Rispose l’approfittatore: “Già ci vedo poco, se me lo tiene su là per aria, come cazzo faccio a saperlo!”

“Ma almeno s’è fatto un’idea, considerato che è da giugno che annusa la mia ascella?”

“Senta, visto che siamo amanti del genere, che ne direbbe di scoprire chi è quel bastardo che c’infila l’ombrello nelle scarpe?”

“Bazzecole, è quello lì che scende a Rogoredo…”

“Lei mi procuri l’alibi e io l’uccido.”

“Ma è pazzo?!”

“Lo guardi bene. Pesa almeno 100 chili e occupa due posti. Un maleducato. Io esco con quello lì alla fermata di Rogoredo, gli do una botta in testa e intanto lei va avanti a leggere il libro, poi domani mi racconta il capitolo che mi sono perso, così c’ho l’alibi. Che gliene pare?”

“Una botta in testa?”

“Con la schiscètta, di quelle in acciaio modello trincea guerra 1915/18, tenuta stagna, forse un po’ vecchiotta ma che anche vuota ha il suo bel peso specifico. Guardi qua che roba!”

“Sto terminando un Agatha Crhistie…”

“Ecco, non faccia pirlate e legga attentamente, ché oltre tutto quella lì non mi piace. È la mia fermata. Mi raccomando, gnum gnum e acqua in bocca.”

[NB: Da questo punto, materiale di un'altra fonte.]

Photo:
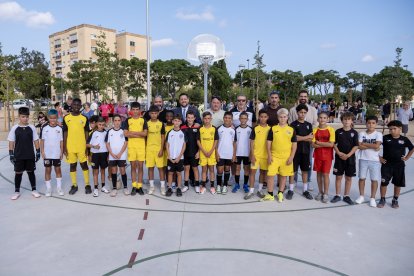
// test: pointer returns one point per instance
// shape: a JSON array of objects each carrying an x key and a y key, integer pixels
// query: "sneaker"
[
  {"x": 336, "y": 198},
  {"x": 88, "y": 189},
  {"x": 360, "y": 199},
  {"x": 267, "y": 198},
  {"x": 307, "y": 195},
  {"x": 248, "y": 196},
  {"x": 348, "y": 200},
  {"x": 235, "y": 188},
  {"x": 73, "y": 190},
  {"x": 15, "y": 196},
  {"x": 381, "y": 203}
]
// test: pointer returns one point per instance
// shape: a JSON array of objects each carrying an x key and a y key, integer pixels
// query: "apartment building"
[{"x": 79, "y": 43}]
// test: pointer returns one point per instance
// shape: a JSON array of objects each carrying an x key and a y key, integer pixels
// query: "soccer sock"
[
  {"x": 32, "y": 179},
  {"x": 73, "y": 178},
  {"x": 17, "y": 182}
]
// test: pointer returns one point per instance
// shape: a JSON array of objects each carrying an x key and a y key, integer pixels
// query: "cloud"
[
  {"x": 328, "y": 46},
  {"x": 12, "y": 11},
  {"x": 368, "y": 58},
  {"x": 206, "y": 15},
  {"x": 164, "y": 42}
]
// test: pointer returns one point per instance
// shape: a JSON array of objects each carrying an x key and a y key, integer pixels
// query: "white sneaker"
[
  {"x": 35, "y": 194},
  {"x": 15, "y": 196},
  {"x": 360, "y": 199}
]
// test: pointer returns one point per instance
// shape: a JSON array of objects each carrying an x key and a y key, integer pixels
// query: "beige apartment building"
[{"x": 79, "y": 43}]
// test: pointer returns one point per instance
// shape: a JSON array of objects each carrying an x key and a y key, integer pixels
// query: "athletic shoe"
[
  {"x": 15, "y": 196},
  {"x": 336, "y": 198},
  {"x": 88, "y": 189},
  {"x": 360, "y": 199},
  {"x": 307, "y": 195},
  {"x": 381, "y": 203},
  {"x": 73, "y": 190},
  {"x": 248, "y": 196},
  {"x": 348, "y": 200},
  {"x": 267, "y": 197},
  {"x": 235, "y": 188}
]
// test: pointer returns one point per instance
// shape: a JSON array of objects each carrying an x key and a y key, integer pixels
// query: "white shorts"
[{"x": 373, "y": 167}]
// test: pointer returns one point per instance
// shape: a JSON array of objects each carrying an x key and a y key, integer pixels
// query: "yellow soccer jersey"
[
  {"x": 259, "y": 135},
  {"x": 136, "y": 125},
  {"x": 75, "y": 127},
  {"x": 282, "y": 139},
  {"x": 155, "y": 130}
]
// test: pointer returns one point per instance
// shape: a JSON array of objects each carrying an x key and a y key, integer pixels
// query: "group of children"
[{"x": 183, "y": 145}]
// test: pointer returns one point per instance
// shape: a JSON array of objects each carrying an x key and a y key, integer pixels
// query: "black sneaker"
[
  {"x": 336, "y": 199},
  {"x": 88, "y": 189},
  {"x": 348, "y": 200},
  {"x": 73, "y": 190},
  {"x": 307, "y": 195},
  {"x": 381, "y": 203},
  {"x": 140, "y": 191},
  {"x": 289, "y": 195}
]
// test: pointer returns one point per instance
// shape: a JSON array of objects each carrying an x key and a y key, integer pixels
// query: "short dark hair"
[
  {"x": 302, "y": 107},
  {"x": 24, "y": 111}
]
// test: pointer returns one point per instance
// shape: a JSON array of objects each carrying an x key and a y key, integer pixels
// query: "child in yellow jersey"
[
  {"x": 136, "y": 129},
  {"x": 155, "y": 148},
  {"x": 258, "y": 154},
  {"x": 281, "y": 148},
  {"x": 207, "y": 143}
]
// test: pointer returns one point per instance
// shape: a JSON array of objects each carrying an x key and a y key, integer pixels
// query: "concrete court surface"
[{"x": 200, "y": 234}]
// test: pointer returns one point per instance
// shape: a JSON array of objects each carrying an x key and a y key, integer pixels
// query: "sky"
[{"x": 299, "y": 35}]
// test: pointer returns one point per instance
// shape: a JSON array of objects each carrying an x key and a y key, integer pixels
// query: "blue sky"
[{"x": 298, "y": 35}]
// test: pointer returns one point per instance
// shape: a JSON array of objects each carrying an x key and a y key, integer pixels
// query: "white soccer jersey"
[
  {"x": 51, "y": 136},
  {"x": 227, "y": 136},
  {"x": 98, "y": 138},
  {"x": 116, "y": 139},
  {"x": 243, "y": 141},
  {"x": 176, "y": 139}
]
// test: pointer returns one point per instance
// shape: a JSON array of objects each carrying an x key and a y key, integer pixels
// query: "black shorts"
[
  {"x": 302, "y": 161},
  {"x": 224, "y": 162},
  {"x": 52, "y": 162},
  {"x": 191, "y": 161},
  {"x": 175, "y": 167},
  {"x": 21, "y": 165},
  {"x": 347, "y": 166},
  {"x": 243, "y": 159},
  {"x": 394, "y": 172},
  {"x": 117, "y": 163},
  {"x": 99, "y": 160}
]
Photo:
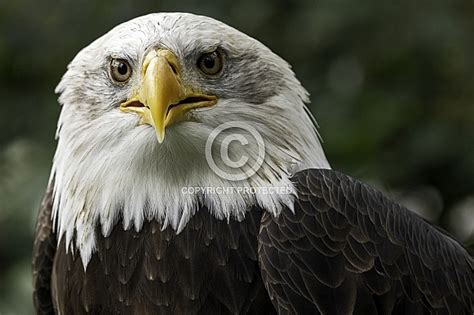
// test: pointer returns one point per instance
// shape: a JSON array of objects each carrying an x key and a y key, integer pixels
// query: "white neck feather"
[{"x": 103, "y": 171}]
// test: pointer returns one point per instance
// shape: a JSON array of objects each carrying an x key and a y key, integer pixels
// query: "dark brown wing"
[
  {"x": 349, "y": 249},
  {"x": 44, "y": 250}
]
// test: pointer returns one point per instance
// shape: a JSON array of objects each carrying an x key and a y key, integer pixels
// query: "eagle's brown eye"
[
  {"x": 210, "y": 63},
  {"x": 120, "y": 70}
]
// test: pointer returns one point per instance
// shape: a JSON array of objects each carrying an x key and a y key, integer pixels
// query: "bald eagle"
[{"x": 189, "y": 178}]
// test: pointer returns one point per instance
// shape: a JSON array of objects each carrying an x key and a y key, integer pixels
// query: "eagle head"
[{"x": 172, "y": 101}]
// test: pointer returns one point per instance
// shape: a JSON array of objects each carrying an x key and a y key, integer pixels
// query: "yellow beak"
[{"x": 161, "y": 98}]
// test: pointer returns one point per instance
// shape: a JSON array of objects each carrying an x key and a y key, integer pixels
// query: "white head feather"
[{"x": 108, "y": 167}]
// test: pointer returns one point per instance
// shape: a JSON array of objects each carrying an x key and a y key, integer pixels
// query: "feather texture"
[{"x": 352, "y": 250}]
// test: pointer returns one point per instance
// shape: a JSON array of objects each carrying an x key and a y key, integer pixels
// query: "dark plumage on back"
[
  {"x": 347, "y": 248},
  {"x": 209, "y": 268},
  {"x": 44, "y": 250}
]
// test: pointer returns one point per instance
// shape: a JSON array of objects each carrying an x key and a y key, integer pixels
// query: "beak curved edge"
[{"x": 162, "y": 99}]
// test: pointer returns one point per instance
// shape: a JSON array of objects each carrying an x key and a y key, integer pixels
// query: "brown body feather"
[
  {"x": 345, "y": 249},
  {"x": 209, "y": 268}
]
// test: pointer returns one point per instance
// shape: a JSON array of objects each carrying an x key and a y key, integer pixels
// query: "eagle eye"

Ero a pagina 99 ed Hercule Poirot sapeva chi era l’assassino. Io no.

 

L’uomo che pesava 100 chili era un pacifico padre di famiglia, rassegnato all’idea che avendo sposato una donna timorosa di Dio, non avrebbe potuto aver in casa altro che mobili in stile Biedermaier. La cosa non lo disturbava più di tanto e i figli gli davano soddisfazione: il primo, lettere a indirizzo filosofico, una laurea solida per fare il vagabondo. Il secondo ancora indeciso tra veterinaria e scienze politiche. Quando li stava tirando grandi, per la testa gli era passato che sarebbero potuti diventare buoni giocatori di rugby, poi l’ondulazione dei capelli prese le morbide forme materne, e allora si limitò a un sorriso compiaciuto e si mise a leggere libri gialli. Sulla metro c’era sempre qualcuno ben educato che gli cedeva il posto a sedere e spesso ne approfittava per guardarsi intorno. Aveva già notato quei due che lo scrutavano di sbieco, soprattutto nei giorni di pioggia: in coppia, sempre allo stesso posto in piedi, sembravano l’articolo determinativo maschile singolare “Lo” con maiuscola e minuscola, quello che si usa davanti ai vocaboli maschili singolari che cominciano con la “s” impura oppure con “gn” “z”, “ps” e “x”. Quello alto leggeva romanzi Mondadori comprati all’edicola, l’altro, il bassotto, sbirciava in punta di piedi. Lui invece sfoggiava edizioni di gran classe in lingua originale: vuoi mettere la raffinata neozelandese Edith Ngaio Marsh in inglese? Godeva come un satanasso riccioluto a infilargli il puntale dell’ombrello nelle scarpe, ma sapeva anche che per questo avrebbero tentato di ucciderlo.

 

“O” scese a Rogoredo, infagottato dentro il solito loden colore gatto grigio d’Abissinia con pelo di volpe sintetica al collo.

“E lei lo seguì…”

“Sì, vostro onore, l’idea del colpo in testa con la schiscètta non mi convinceva del tutto, così pedinai il carnefice senza perdere d’occhio la vittima.”

“E poi?”

“Quando mi resi conto che il killer esitava decisi di agire: gli strappai di mano il sacchetto contenente la schiscètta e tra il brusco e il lusco sferrai il colpo. Uno solo e rimasi stupito dell’effetto. Però, vostro onore, chiedo le attenuanti. Non potevo sapere che la moglie del mancato omicida quel giorno gli aveva preparato la minestra e che dentro il contenitore, oltre ai residui della brodazza, vi era anche un pesante ginocchietto rosicchiato. Se a peso aggiungi peso, si sa poi come va a finire, ma la prego di cancellare la premeditazione. Della presenza del ginocchietto non ne sapevo nulla.”